The heavy rains outside lash at the trees of a compound that is thought to bear a 1,500-year-old history. A stream noisily gushes out to meet a river in the foothills of the Song Mountain.
A sudden quietness then engulfs the hall as its main door is flung open to allow the abbot Shi Yongxin to walk in. A delegation from a martial arts school in Japan and dozens of other visitors follow him to an area in front of the stage. After Shi and his main guests are seated and the rest remain standing, the kung fu presentation begins.

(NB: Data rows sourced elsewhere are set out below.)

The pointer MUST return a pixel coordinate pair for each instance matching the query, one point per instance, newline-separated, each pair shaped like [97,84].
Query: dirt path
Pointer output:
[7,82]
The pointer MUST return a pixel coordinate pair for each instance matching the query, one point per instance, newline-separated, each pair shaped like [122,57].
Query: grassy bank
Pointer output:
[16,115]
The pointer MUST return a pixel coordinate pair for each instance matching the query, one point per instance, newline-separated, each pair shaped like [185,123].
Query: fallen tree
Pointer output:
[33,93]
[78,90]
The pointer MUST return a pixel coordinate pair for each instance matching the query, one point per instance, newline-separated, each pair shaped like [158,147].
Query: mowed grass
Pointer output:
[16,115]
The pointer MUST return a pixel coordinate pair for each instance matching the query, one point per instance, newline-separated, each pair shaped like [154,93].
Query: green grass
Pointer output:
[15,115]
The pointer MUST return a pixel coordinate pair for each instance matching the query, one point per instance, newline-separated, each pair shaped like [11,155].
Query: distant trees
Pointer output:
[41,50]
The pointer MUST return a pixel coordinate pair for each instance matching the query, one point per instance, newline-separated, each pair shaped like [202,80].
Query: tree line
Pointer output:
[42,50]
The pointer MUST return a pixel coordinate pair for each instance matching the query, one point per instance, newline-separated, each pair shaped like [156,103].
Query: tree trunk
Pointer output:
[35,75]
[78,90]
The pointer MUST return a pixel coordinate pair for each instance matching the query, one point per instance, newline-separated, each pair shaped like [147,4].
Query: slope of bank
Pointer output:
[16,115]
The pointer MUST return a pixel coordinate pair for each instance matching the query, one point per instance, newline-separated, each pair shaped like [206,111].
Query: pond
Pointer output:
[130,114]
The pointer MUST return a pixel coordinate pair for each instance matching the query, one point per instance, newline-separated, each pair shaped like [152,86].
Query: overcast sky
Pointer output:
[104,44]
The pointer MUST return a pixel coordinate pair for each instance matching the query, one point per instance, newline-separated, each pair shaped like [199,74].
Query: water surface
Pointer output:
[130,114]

Thirty of Shaolin's finest monks show their skills－slicing the air with their fists and feet. A group of foreign male trainees join in. But unlike movies made in Hong Kong and Hollywood, there is no music accompanying their rapid moves. The practitioners only make a few signature sounds of the wu shu (martial arts) vocabulary.
The show in Dengfeng, a county-level city in Henan province, mesmerizes the onlookers who let out loud gasps much to the amusement of the resident monks.